Last week I found myself trying to increase my awareness and identify my sense-of-self in my everyday activities. Even now I am aware of my mind thinking about what I’m going to do after I write this post instead of embracing the stillness of Now. By doing this, I’ve been able to see how often I move away from my suffering as opposed to towards it, and I’ve been amazed how often my mind tries to uncover or create a problem in my heightened awareness where this is none.
Rodney Smith’s book has continued to keep me on track and question my conditioning. I think most importantly he has provided me with reference points where I am able to identify where I am on my path and what I need to do to further my progress.
One of the more interesting things that he has mentioned is how our minds are constantly creating mental alternatives to our reality and seeking solutions to problems that are non-existent. It is the smaller conflicts of agitation, worry, restlessness, etc. that cause us the most suffering because of how they build up over time. As a result of these conflicts, the mind desires to manipulate a person’s reality because of perceived discomfort. For example, a person is agitated because a room is too cold, so she desires to change the temperature. In this particular scenario the person has perceived that the cool temperature is a negative thing and as a result has grown a negative attachment. Thus, as a result of this attachment, the person has developed agitation, a form of suffering. If the person were to examine the feeling of the cool temperature without any positive or negative attachment thereby letting go of her agitation, she would find that she would have no desire to manipulate her reality to suit her.
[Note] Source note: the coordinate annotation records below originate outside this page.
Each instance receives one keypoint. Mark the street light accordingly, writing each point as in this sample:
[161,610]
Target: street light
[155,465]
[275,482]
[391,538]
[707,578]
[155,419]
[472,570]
I think the biggest lesson I have learned (this week) from Smith is to question everything. The very essence of the Dharma is to hold a questioning attitude toward everything and rest on the certainty of nothing. Even in determining one’s practice, you have to question what you are doing and for what purpose. Smith mentions that even then there are only certain questions that come out of wise view. Those questions that start with “what” and “who” are much better than “why” or “how”. My take on it is that asking the question of “why” assumes that the subject of the question, which we have perceived through our unwise view, actually is. Thus, “what” is more appropriate because you are re-examining your perception of the subject and thus are able to reexamine your attachment to it.
The lesson that has me thinking the most this week is Smith’s words on sincerity and intention. He describes people as having 2 intentions in their practice-one that comes from the heart (primary intention) and one that comes from the mind (secondary). The primary intention, as Smith defines it, is always peace. The secondary is your mundane desires, conditioning, and suffering. Ultimately, you have to come to the realization that your primary intention is more important and forego the desires of the secondary. This is not always easy and frankly, this is what determines how serious you are about your practice. Of course, this has me thinking about whether I am able to do what is necessary and if my true intention toward enlightenment is strong enough. Have I ultimately experienced enough suffering from my secondary desires to know the value of peace?